Another 11-year-old named Gabby Cano said: "Please stop polluting. We only have one world."
But it wasn't all serious business at the Tween Summit. Attendees were exposed to video games like "Charm Girls Club," made by conference sponsor Electronic Arts. Hesse writes:
The players frantically wave a Wii remote at the screen, where gorgeous avatars are busy styling their hair. The winner is the player who teases the virtual locks into the highest bouffant.
Empowering! Other sponsors included PBteen, Disney Book Group and Dove Go Fresh.

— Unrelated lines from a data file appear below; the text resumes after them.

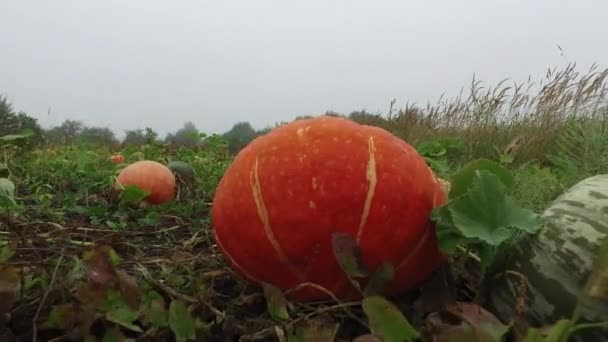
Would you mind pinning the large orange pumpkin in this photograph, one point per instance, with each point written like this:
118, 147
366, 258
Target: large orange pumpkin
150, 176
277, 205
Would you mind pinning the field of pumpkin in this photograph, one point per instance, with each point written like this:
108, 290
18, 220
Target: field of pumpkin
322, 229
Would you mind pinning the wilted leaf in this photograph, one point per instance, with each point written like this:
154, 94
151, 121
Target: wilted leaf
348, 255
463, 179
100, 263
155, 311
129, 289
275, 302
367, 338
484, 214
378, 280
6, 253
386, 321
124, 316
61, 317
597, 283
181, 321
475, 324
9, 288
319, 330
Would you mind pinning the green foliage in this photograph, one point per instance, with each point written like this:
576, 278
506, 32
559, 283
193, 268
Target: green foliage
480, 213
181, 322
386, 320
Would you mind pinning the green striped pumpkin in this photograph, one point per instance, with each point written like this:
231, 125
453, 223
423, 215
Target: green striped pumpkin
558, 260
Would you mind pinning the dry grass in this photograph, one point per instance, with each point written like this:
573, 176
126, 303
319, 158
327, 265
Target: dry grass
525, 118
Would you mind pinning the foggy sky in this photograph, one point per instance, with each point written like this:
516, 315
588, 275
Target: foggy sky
128, 64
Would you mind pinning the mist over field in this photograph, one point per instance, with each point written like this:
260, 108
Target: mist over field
421, 171
127, 65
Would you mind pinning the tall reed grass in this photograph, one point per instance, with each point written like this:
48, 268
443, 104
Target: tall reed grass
527, 120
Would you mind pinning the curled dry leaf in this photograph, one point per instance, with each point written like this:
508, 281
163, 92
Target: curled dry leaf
129, 289
275, 302
9, 289
465, 322
320, 329
387, 322
100, 263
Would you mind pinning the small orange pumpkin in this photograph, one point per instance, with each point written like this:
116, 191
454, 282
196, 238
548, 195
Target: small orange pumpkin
117, 159
149, 176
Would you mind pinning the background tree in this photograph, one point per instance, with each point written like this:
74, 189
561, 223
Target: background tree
239, 136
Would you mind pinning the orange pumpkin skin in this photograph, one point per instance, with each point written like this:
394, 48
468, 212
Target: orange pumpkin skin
150, 176
278, 204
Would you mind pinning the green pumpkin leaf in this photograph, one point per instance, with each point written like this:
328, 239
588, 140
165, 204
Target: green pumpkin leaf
275, 302
595, 295
61, 317
138, 156
378, 280
484, 214
181, 321
387, 322
132, 195
123, 316
7, 189
113, 335
463, 179
475, 324
156, 312
6, 253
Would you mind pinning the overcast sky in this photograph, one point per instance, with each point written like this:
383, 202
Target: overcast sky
126, 64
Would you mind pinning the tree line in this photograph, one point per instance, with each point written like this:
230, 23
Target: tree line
72, 131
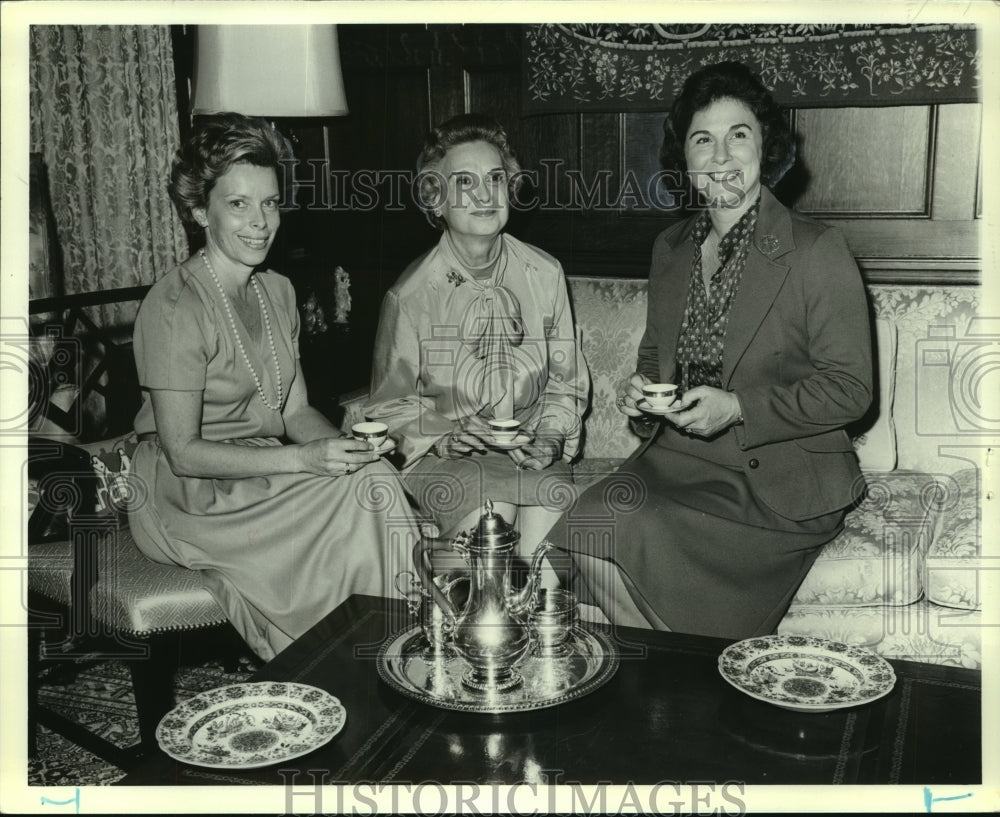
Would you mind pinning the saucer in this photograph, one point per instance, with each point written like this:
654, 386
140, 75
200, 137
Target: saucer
388, 444
386, 447
674, 407
522, 438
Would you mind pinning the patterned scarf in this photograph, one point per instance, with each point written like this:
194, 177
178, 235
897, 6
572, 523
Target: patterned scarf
706, 315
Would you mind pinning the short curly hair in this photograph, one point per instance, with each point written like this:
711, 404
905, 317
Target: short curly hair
219, 142
729, 80
468, 127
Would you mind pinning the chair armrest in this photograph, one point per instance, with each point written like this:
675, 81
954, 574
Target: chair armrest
66, 487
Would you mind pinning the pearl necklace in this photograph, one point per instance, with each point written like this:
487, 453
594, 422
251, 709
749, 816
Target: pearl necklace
236, 334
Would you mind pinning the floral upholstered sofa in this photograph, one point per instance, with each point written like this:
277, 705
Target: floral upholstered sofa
907, 576
904, 577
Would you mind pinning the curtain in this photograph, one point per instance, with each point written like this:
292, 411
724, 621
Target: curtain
104, 116
603, 67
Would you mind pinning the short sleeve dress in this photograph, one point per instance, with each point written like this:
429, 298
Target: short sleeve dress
278, 552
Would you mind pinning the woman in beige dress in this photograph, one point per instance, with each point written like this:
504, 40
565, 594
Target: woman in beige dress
479, 328
236, 475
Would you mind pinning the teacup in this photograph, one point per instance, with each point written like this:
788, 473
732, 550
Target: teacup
376, 433
553, 620
659, 395
504, 431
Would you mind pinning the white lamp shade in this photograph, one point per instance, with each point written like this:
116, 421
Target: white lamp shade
273, 71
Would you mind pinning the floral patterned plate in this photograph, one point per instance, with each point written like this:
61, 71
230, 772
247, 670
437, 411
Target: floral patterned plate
806, 674
244, 726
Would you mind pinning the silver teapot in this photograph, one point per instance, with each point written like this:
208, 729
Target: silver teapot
491, 632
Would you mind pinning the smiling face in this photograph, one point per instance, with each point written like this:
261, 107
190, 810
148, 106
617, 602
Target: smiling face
476, 197
242, 217
723, 149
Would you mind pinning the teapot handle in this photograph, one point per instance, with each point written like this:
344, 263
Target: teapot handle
422, 563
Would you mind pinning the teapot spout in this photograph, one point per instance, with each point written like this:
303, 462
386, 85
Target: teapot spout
525, 600
422, 563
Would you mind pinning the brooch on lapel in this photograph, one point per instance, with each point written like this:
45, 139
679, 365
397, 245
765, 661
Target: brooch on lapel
768, 243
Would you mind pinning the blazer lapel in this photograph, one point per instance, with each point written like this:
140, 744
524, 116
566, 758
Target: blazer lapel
762, 278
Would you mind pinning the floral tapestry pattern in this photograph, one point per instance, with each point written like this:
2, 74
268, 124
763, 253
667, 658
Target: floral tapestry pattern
605, 67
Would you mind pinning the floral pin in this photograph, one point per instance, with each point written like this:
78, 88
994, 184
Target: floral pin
768, 243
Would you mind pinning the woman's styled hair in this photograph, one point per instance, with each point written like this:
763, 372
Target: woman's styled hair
221, 141
468, 127
729, 80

Plus, USA Today reports that the exhibit hall "had a definite tween flair, with lots of pink and purple balloons, a gaming lounge and pale pink sofas." Because you simply can't have a Tween Summit without pink sofas! Duh!
It's true that tweens are plugged in — a YouthTrends survey shows that 39% of girls played a game on a video game system in the past week, and 29% of girls gave product advice to parents in the last week — but that doesn't mean that tweens are frazzled. As Perri Klass writes for The New York Times (after speaking with Dr. Dimitri Christakis, a professor of pediatrics at the University of Washington who is studying children and the media): "Parents are digital immigrants… children are digital natives."
Luckily, you get the idea that the positives outweigh any negatives. The Youth Trends survey shows that 52% of girls have read a book for fun in the past week. And when Monica Hesse from WaPo asked about sexting, a 14-year-old named Angelique Gaston said, "Ew," and then proclaimed: "That isn't what we're doing. The media bases ev-er-y-thing on sexuality."